Highlighting the needy with Anthony Bernard.

Ireland's problems are also serious with the imminent anniversary of the Good Friday agreement. Northern Ireland loyalists resist a boundary in the Irish sea to keep the Irish Republic cosy within the EU. The alternative, obviously, was for goods to be checked instead when crossing from the Republic to mainland Europe. Now the 'Windsor Framework' tries to balance the EU and UK to keep people happy and satisfy the ambitions of various politicians, while the EU and the Republic still try to hang on to Northern Ireland.

Sausages, Pork Pies and Wensleydale cheese will become available in Northern Ireland. Returning from Paris on a Eurostar years ago, there were jealous stares when I lunched on a saved up pork pie. Perhaps expat Brits living in France will holiday in Ireland, stocking up with cases of sausages, pies and strong cheddar. With no boundary inside Ireland and free EU movement between Cork and Roscoff they could get home unchallenged. Someone could write a story or a film about this, whether comedy or tragedy depends on the author and whether French customs officials start inspections in Roscoff.

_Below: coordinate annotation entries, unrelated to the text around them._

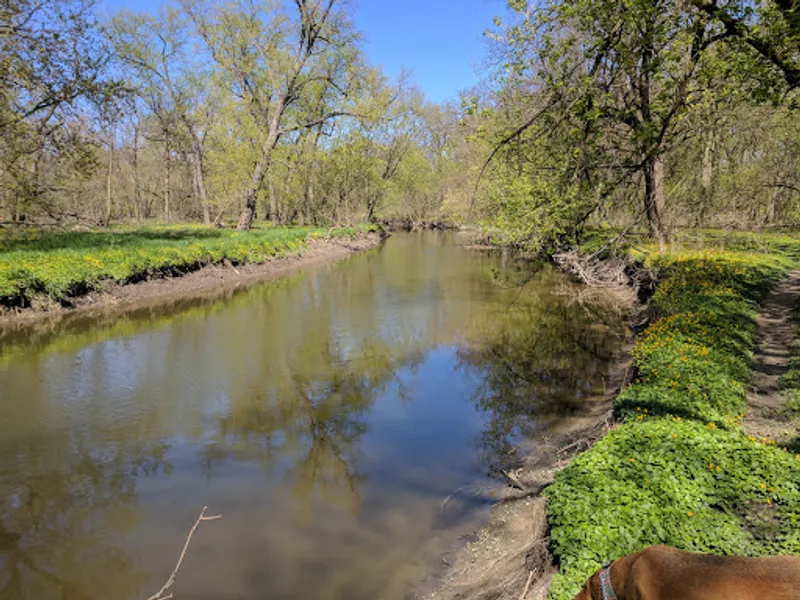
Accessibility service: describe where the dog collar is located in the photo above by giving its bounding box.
[600,561,618,600]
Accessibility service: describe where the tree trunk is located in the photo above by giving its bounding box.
[236,108,286,231]
[133,125,142,223]
[105,134,114,227]
[268,169,278,224]
[192,147,211,226]
[164,141,172,223]
[695,131,716,227]
[644,157,667,254]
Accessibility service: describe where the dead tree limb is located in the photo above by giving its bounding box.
[147,506,222,600]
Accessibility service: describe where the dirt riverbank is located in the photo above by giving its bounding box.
[0,232,383,328]
[408,290,638,600]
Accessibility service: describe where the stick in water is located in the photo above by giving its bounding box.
[520,571,533,600]
[147,506,222,600]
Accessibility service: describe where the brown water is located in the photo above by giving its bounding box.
[0,234,624,600]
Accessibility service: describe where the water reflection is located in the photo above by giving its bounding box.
[459,282,627,464]
[0,235,622,599]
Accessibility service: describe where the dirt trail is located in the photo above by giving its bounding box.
[742,270,800,439]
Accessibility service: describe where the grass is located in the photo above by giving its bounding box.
[0,225,376,306]
[547,241,800,600]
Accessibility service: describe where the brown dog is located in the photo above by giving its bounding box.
[575,546,800,600]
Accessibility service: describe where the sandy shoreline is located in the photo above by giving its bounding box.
[0,233,382,329]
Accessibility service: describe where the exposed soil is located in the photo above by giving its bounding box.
[0,233,383,327]
[742,270,800,439]
[408,318,633,600]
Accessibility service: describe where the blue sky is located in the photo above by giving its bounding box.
[95,0,505,102]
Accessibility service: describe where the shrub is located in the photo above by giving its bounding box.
[547,417,800,600]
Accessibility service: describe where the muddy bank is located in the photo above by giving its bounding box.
[378,218,463,231]
[0,232,383,328]
[408,295,641,600]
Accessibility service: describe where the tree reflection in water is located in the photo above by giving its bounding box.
[459,266,627,466]
[0,235,624,600]
[0,444,171,600]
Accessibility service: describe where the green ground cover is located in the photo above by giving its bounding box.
[0,225,368,306]
[547,236,800,600]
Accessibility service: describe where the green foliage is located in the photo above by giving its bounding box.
[547,417,800,600]
[0,226,374,305]
[548,249,800,600]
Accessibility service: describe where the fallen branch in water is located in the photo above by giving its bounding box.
[519,571,533,600]
[147,506,222,600]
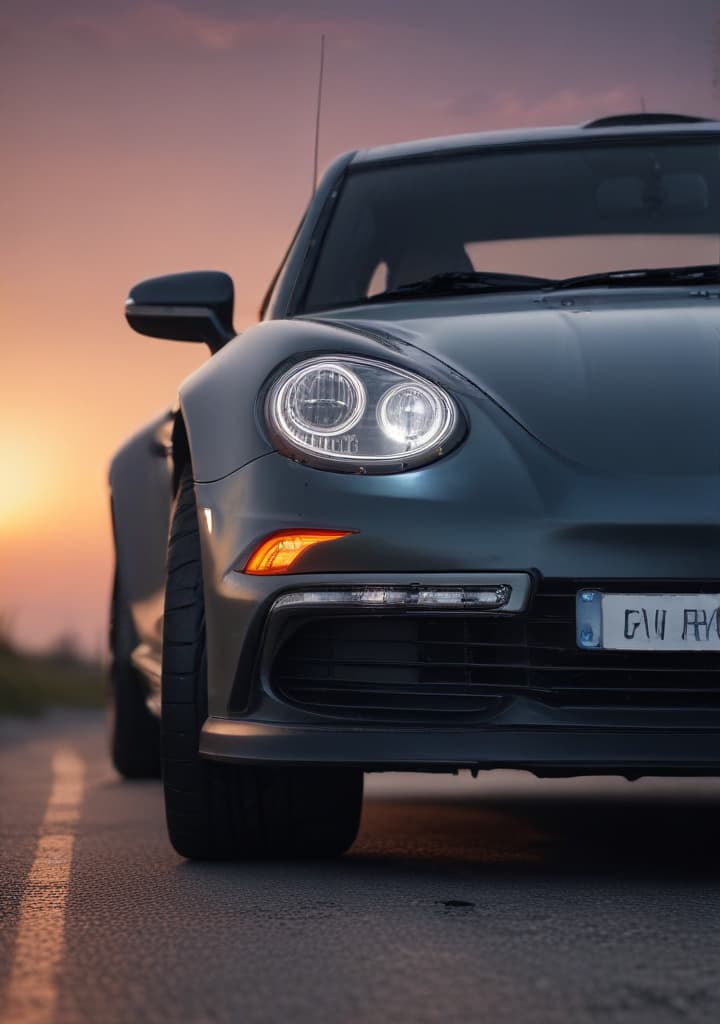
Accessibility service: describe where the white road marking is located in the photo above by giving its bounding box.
[2,750,85,1024]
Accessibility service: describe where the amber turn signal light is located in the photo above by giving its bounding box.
[243,529,352,575]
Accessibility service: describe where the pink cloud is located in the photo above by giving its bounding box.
[60,2,359,53]
[441,86,641,131]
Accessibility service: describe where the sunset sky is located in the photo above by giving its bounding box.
[0,0,720,652]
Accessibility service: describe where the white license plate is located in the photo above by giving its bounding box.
[576,590,720,651]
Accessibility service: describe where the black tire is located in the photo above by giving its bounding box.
[161,470,363,860]
[107,571,160,779]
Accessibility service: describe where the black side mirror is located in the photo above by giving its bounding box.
[125,270,237,352]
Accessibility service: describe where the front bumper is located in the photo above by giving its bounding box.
[200,718,720,777]
[198,448,720,775]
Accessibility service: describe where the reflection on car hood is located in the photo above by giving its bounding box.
[325,297,720,474]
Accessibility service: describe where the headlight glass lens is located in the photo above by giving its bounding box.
[378,384,442,446]
[280,362,366,436]
[265,355,462,473]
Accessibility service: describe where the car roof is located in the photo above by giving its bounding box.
[350,114,720,166]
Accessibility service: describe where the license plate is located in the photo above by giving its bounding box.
[576,590,720,651]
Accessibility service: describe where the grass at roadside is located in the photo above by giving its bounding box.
[0,645,105,715]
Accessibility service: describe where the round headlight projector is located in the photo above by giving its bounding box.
[265,355,464,473]
[285,362,366,435]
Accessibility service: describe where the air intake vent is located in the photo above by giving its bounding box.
[583,114,710,128]
[270,580,720,721]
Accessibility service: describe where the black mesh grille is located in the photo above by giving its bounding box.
[271,580,720,718]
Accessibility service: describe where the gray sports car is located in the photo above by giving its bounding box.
[111,114,720,858]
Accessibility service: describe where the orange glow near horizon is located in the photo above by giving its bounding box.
[0,0,718,653]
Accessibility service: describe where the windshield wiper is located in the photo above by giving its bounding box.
[548,263,720,292]
[363,270,555,303]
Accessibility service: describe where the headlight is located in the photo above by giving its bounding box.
[265,355,463,473]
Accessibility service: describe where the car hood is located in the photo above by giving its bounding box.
[325,296,720,475]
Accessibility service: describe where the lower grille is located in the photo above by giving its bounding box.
[270,580,720,718]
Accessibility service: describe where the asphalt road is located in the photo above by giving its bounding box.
[0,714,720,1024]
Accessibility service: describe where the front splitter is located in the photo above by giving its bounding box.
[200,718,720,775]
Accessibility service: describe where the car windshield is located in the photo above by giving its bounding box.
[304,134,720,312]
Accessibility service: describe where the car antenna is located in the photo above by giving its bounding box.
[312,34,325,196]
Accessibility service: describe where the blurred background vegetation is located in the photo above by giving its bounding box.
[0,611,107,715]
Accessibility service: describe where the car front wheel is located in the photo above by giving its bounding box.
[161,469,363,860]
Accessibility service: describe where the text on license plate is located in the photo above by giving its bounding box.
[576,590,720,651]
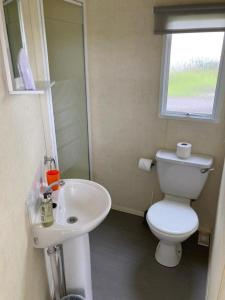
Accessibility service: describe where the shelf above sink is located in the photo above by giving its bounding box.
[9,81,55,95]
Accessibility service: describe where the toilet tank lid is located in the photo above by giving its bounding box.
[156,150,213,168]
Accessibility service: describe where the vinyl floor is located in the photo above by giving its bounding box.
[90,210,208,300]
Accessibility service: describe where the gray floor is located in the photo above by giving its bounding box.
[90,211,208,300]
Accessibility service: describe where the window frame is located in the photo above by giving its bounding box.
[159,33,225,123]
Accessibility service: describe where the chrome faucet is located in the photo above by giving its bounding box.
[43,179,66,194]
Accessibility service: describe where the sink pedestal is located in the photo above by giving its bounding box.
[63,233,93,300]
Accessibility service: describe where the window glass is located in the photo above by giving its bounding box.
[166,32,224,115]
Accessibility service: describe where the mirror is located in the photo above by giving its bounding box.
[0,0,54,95]
[3,0,23,79]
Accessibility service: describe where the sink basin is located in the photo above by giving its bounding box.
[32,179,111,248]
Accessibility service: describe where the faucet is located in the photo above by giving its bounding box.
[43,179,66,195]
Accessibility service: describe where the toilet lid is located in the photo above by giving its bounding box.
[147,200,199,234]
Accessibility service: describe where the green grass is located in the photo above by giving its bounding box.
[168,69,217,97]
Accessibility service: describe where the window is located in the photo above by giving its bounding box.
[161,32,225,121]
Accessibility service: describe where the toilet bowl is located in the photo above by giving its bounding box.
[146,150,213,267]
[146,196,199,267]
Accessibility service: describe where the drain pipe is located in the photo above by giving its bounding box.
[47,246,66,300]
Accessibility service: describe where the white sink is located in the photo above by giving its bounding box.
[32,179,111,248]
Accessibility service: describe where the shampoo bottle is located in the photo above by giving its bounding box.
[41,193,54,227]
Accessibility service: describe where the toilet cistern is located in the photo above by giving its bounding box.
[146,150,213,267]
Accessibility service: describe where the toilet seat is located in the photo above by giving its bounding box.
[147,200,199,236]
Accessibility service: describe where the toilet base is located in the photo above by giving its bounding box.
[155,241,182,267]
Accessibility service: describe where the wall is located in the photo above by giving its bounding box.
[0,0,49,300]
[206,159,225,300]
[87,0,225,230]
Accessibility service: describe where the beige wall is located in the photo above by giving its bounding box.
[0,0,48,300]
[87,0,225,230]
[206,161,225,300]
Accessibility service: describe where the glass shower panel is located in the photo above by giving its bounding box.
[43,0,89,179]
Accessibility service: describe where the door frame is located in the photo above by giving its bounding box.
[38,0,93,180]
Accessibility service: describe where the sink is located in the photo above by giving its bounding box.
[31,179,111,248]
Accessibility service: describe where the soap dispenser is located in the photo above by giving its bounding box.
[41,193,54,227]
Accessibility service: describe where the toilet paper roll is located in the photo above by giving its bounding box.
[138,158,153,172]
[176,142,192,158]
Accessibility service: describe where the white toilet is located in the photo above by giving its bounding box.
[147,150,213,267]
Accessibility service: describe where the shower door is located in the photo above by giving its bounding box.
[43,0,90,179]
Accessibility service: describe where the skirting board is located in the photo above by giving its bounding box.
[112,205,144,217]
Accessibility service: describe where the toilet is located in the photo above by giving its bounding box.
[146,150,213,267]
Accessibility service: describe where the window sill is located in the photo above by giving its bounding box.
[159,113,220,123]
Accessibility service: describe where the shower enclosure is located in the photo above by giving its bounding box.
[43,0,90,179]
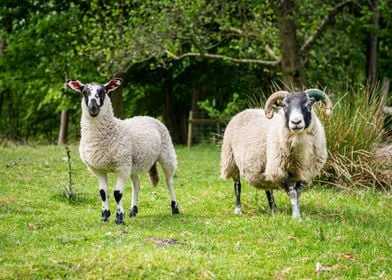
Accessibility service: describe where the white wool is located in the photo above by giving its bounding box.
[221,109,327,189]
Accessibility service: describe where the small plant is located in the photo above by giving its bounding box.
[322,87,392,189]
[62,145,77,201]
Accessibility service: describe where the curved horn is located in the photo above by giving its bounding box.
[305,88,332,117]
[264,90,289,119]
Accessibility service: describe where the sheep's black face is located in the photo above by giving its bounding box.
[282,92,314,132]
[82,84,106,117]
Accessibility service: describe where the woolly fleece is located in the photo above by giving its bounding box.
[221,109,327,189]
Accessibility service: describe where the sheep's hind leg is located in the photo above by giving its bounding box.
[265,190,279,214]
[283,177,301,220]
[295,181,306,207]
[129,175,140,217]
[160,161,180,214]
[114,169,131,225]
[234,179,242,215]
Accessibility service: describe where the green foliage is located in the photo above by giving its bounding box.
[197,93,246,121]
[0,0,392,143]
[0,145,392,279]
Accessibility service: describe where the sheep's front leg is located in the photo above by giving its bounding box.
[129,175,140,217]
[283,177,301,220]
[265,190,279,214]
[114,168,131,225]
[295,181,306,207]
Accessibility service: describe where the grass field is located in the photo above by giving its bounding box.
[0,145,392,279]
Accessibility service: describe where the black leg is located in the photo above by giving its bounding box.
[101,209,110,222]
[129,205,138,217]
[265,190,278,214]
[295,181,306,206]
[283,175,301,220]
[114,190,124,225]
[171,200,180,214]
[234,180,242,215]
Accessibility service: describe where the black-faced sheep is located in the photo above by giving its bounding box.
[67,79,179,224]
[221,89,332,219]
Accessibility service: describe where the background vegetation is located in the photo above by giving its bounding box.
[0,0,392,143]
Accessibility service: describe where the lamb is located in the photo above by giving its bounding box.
[67,79,180,224]
[221,89,332,219]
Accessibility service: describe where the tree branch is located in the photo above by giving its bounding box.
[165,50,280,66]
[301,0,352,54]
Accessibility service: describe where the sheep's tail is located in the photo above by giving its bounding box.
[221,141,239,179]
[148,163,159,187]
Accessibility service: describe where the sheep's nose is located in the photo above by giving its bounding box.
[291,120,301,125]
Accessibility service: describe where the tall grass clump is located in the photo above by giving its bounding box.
[318,86,392,190]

Windsor Guildhall was the venue chosen to announce the Framework. The town council 330 years ago insisted Christopher Wren's design should include extra pillars for support. The pillars were included but a few inches short, leaving a gap at the top as you can see today, confirming Christopher Wren's confidence that they were unnecessary. Maybe that is good example for well designed frameworks.

When first in Michigan, I went to a church with 99% black congregation and was well accepted, though white. When we were asked to offer peace to our neighbour, the whole congregation sought everyone they knew anywhere in the church for a greeting or hug, taking 30 minutes. Six miles further west, the same point with a mainly white congregation took barely one minute to share a brief handshake. The difference was behaviour, not skin colour.

The Challenger disaster was an event most of us remember; a space rocket exploded soon after launch killing all on board. Some propellant seals failed because they had been frozen the night before launch. The engineers all knew that would happen if the weather was too cold, but managers and decision makers were keen to stick to the schedule. In the inquiry, it was apparent that technical staff had expressed themselves badly, while managers were much more articulate and persuasive in pressing ahead with their fatally wrong decision.

It is not the colour of people's skin that besets us, but politicians and journalists who try to turn everything into political shades of blue, red, purple, yellow or green, race or gender, to suit their own programmes. We have real problems, lots of them, needing clear decisions. Did you see the bumper sticker: "Remember Guy Fawkes, the only person who went to Parliament intending to keep his promise!"?

The whole world is in turmoil; recession and inflation are bad worldwide. Many are really needy but some are just greedy. Who will be brave enough to sort it out?